Transformers have a remarkable ability to learn and execute tasks based on
examples provided within the input itself, without explicit prior training. It
has been argued that this capability, known as in-context learning (ICL), is a
cornerstone of Transformers' success, yet questions about the necessary sample
complexity, pretraining task diversity, and context length for successful ICL
remain unresolved. Here, we provide a precise answer to these questions in an
exactly solvable model of ICL of a linear regression task by linear attention.

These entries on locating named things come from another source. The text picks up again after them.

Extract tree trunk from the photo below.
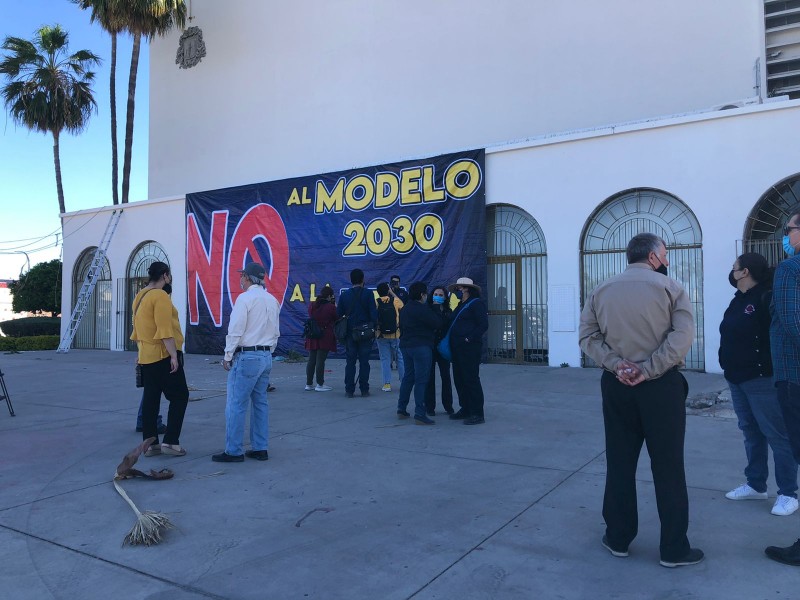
[122,33,142,204]
[53,130,67,214]
[109,31,119,204]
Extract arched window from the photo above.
[581,188,705,370]
[117,240,169,350]
[485,204,547,364]
[72,247,111,350]
[741,173,800,266]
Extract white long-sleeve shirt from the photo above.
[224,285,281,361]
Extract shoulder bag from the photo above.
[436,298,477,362]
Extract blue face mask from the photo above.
[783,235,797,256]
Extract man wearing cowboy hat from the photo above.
[211,262,280,462]
[447,277,489,425]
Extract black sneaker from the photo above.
[659,548,706,569]
[764,540,800,567]
[244,450,269,460]
[211,452,244,462]
[601,535,628,558]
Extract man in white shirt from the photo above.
[211,262,280,462]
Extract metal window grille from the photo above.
[581,189,705,370]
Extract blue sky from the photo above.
[0,0,149,279]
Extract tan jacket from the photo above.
[579,263,695,379]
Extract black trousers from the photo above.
[600,370,690,561]
[306,350,328,385]
[775,381,800,463]
[425,346,453,412]
[142,352,189,444]
[450,341,484,417]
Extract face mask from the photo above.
[783,235,797,256]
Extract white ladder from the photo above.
[57,208,122,352]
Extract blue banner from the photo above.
[186,150,486,354]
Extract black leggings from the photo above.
[306,350,328,385]
[142,352,189,444]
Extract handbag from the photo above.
[303,317,322,340]
[352,323,375,342]
[131,290,150,387]
[436,298,475,362]
[333,287,362,344]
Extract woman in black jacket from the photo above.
[425,285,453,417]
[449,277,489,425]
[719,252,798,516]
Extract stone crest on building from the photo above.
[175,27,206,69]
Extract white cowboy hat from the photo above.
[447,277,481,292]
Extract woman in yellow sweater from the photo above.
[131,262,189,456]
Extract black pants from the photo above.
[775,381,800,463]
[451,342,484,417]
[142,352,189,444]
[600,370,690,561]
[306,350,328,385]
[425,347,453,412]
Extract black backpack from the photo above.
[378,300,397,333]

We derive sharp asymptotics for the learning curve in a phenomenologically-rich
scaling regime where the token dimension is taken to infinity; the context
length and pretraining task diversity scale proportionally with the token
dimension; and the number of pretraining examples scales quadratically. We
demonstrate a double-descent learning curve with increasing pretraining
examples, and uncover a phase transition in the model's behavior between low
and high task diversity regimes: In the low diversity regime, the model tends
toward memorization of training tasks, whereas in the high diversity regime, it
achieves genuine in-context learning and generalization beyond the scope of
pretrained tasks. These theoretical insights are empirically validated through
experiments with both linear attention and full nonlinear Transformer
architectures.

Transformers 在无需显式先前训练的情况下，基于输入示例学习和执行任务的能力，也称为上下文学习（ICL），是其成功的基础。本研究提供了关于所需样本复杂性、预训练任务多样性和上下文长度对成功 ICL 的明确答案，采用线性关注在 ICL 线性回归任务的可解模型中推导出了学习曲线的锐利渐近线。通过实验证明了随着先前训练示例数量增加，学习曲线具有双峰，且模型的行为在低和高任务多样性之间出现相变：在低多样性情况下，模型趋向于记忆训练任务，而在高多样性情况下，它实现了真正的上下文学习并在预训练任务范围之外进行泛化。这些理论洞见通过线性关注和完全非线性 Transformer 架构的实验进行了经验证实。